Silence Fallen (Mercy Thompson #10)(36)



Very pleased.

He was glad that she’d agreed to come, too.

His beast, his heart, and the abused pack magic all subsided eventually. He opened his eyes to see that, outside of the witch, they were all still gathered in the smaller of the airplane’s little sitting areas.

Honey sat on his left, Stefan on his right. Marsilia and Honey were in the facing seats, Elizaveta’s empty one in the middle. The goblin sat on his heels in the walkway and looked perfectly comfortable doing so.

With the shades pulled, the quiet rumble of the engines was the only real indication that they were in an airplane. This plane had been built to shepherd captains of industry, sheiks, and princes. The floor was carpeted, and the seats were creamy leather and polished walnut.

“Adam,” said Marsilia after a moment, her voice oddly gentle. She asked, “Are you all right? Did you speak with her?”

He rubbed his face and moved to the edge of his seat. “I did.” He gave his comrades a genuine smile. “You know Mercy. She escaped and is now traveling somewhere in the luggage compartment of a bus. How does that change our game?”

“He will be furious,” said Marsilia. She smiled, a surprisingly sweet expression on such a dangerous woman. “Somehow, when she is destroying other people’s carefully laid plans, she is not so annoying.”

“Fabulous,” said the goblin. “Such a clever coyote is your Mercy.”

Mercy had seemed frayed, but Adam would never admit that in the present company. “Never admit weakness before your enemies” had been his mantra long before he’d been Changed, and he wouldn’t betray Mercy’s, either. He’d just met the goblin—and Marsilia was not a fan of his wife.

“Do we continue to Milan?” Adam asked. “Or divert to another country and try to find Mercy before he finds her?”

“Milan,” said Stefan. “This isn’t an isolated incident—something he can only do once. Next time, he might make a more lethal move.”

“What if the fae threw in with us?” Honey asked. “Would that be enough to back him off?”

The goblin, who went by the human name of Larry Sethaway, shook his head. “Never happen,” he said. “The fae would rather watch the battle, then pick at the corpses like the carrion crows they are.” He grinned briefly, fully aware that in the supernatural world, it was the goblins who were looked upon as scavengers. “Can’t hardly get them all pointed in one direction if they were all dying of thirst and there was only one place to get water. I don’t mind them as noncombatants, but I’d just as soon keep them off the field. You don’t know who they’ll decide to kill first, your enemies or you.”

The goblins didn’t consider themselves fae, though the reverse wasn’t true. Most of the fae looked upon the goblins as sort of lowborn, weak, stupid cousins. Some of the fae looked upon them as food—and the goblins never forgot that.

Larry could pass for human, though some of his kind could not. When he’d met them at the airport, he’d been wearing dark glasses to cover his yellow-green eyes, and leather driving gloves to hide his four-fingered hands. Here in the plane, he’d left off both.
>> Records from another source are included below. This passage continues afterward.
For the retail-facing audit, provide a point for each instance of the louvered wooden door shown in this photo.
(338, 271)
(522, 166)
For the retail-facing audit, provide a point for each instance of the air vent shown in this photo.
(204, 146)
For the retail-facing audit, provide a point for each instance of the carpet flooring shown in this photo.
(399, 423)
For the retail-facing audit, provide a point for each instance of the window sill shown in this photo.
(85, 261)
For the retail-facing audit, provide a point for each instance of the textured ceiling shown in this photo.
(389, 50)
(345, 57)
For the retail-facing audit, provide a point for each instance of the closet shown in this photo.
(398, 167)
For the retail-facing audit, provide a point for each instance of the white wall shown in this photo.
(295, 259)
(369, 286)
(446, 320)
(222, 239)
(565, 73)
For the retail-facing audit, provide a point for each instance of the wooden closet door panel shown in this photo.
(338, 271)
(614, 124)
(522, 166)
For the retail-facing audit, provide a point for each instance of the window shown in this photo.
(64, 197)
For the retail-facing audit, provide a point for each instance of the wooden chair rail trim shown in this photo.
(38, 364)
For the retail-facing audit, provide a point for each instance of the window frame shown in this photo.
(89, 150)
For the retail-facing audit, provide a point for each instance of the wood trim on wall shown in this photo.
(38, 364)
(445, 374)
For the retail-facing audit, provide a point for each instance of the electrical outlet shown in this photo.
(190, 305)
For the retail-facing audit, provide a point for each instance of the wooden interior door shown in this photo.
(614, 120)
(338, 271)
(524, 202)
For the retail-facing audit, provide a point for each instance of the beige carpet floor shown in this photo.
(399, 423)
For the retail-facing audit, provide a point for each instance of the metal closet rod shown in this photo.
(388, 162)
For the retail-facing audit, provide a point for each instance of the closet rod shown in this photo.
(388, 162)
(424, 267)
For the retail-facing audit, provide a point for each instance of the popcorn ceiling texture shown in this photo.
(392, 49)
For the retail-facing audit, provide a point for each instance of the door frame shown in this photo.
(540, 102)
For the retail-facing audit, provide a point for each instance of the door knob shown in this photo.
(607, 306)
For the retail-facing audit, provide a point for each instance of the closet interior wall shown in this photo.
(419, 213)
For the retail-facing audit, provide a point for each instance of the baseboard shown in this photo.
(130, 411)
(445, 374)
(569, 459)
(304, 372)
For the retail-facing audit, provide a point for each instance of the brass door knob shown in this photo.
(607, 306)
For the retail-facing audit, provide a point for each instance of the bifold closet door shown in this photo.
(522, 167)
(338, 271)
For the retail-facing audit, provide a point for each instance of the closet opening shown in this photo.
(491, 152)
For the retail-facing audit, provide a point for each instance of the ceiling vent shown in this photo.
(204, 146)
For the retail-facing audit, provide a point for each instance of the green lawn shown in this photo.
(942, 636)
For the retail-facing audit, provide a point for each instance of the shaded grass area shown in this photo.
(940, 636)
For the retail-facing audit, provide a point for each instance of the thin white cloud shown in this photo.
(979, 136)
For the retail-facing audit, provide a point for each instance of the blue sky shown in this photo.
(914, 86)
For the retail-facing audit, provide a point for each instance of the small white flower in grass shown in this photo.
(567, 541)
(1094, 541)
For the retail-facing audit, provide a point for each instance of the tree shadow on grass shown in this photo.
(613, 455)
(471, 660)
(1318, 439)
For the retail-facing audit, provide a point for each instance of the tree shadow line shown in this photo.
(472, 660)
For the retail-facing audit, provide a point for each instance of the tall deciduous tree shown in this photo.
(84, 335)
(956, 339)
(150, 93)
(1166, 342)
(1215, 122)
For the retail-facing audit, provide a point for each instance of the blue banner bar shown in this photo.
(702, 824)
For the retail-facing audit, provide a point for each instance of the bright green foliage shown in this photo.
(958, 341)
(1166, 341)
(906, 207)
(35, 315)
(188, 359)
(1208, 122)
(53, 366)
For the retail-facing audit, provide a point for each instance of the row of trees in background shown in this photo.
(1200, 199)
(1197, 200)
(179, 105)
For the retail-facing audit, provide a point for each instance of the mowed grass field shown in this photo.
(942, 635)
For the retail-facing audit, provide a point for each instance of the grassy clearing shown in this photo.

“I agree,” said Marsilia. “Both with Larry and with Stefan.” She smiled a little, a cat’s smile. “Let’s not tell him we know she’s gone. Let’s see what he chooses to do now that he’s lost her.”

“Will he believe we don’t know?” asked Honey. “She’s Adam’s mate.”

“The only reason we know she escaped is because Elizaveta was able to use their bond to work her own magic,” Marsilia answered.

Stefan nodded. “And Wulfe told him that your mate bond is erratic. If you act as if you don’t know, he’ll probably believe it.”

“He might just tell us that she escaped,” Marsilia said. “But I don’t think he will. It betrays a weakness, a mistake. He doesn’t like admitting to real mistakes, only pretend ones.”

“Like if he killed her,” murmured Stefan. “Oops. I accidentally killed your wife, poor thing. I hope you didn’t care for her too much. I just don’t know my own strength.”

“Would he have done that?” asked Honey. “If she hadn’t gotten away?”

Stefan glanced at Marsilia, who glanced surreptitiously at Adam.

“I am very glad Mercy managed to get away,” Marsilia said finally. Adam knew diplomacy when he heard it.

“What would you have done with me,” said Adam very quietly, “if he had killed her while you were trapped in here with me?”

She met his gaze with her own. “Died with everyone else if you lost control or destroyed this plane,” she said. “But you wouldn’t have given Iacopo—Jacob,” she corrected herself with a cool smile. “You wouldn’t have allowed him such an easy victory as that. I know you too well. But Mercy is not dead.”

She leaned forward. “I have not lied to you about the danger we face. I do think that we may come out of here with nothing worse than an unplanned trip to Europe. But there is an equal chance that he will start killing—and if he does, all of us will die.”

Larry leaned his head in the direction of the cockpit. “Including our pilot and copilot? Such a shame. He is quite beautiful for one of our kind.” The pilot, he meant. The copilot was a werewolf, though not Charles.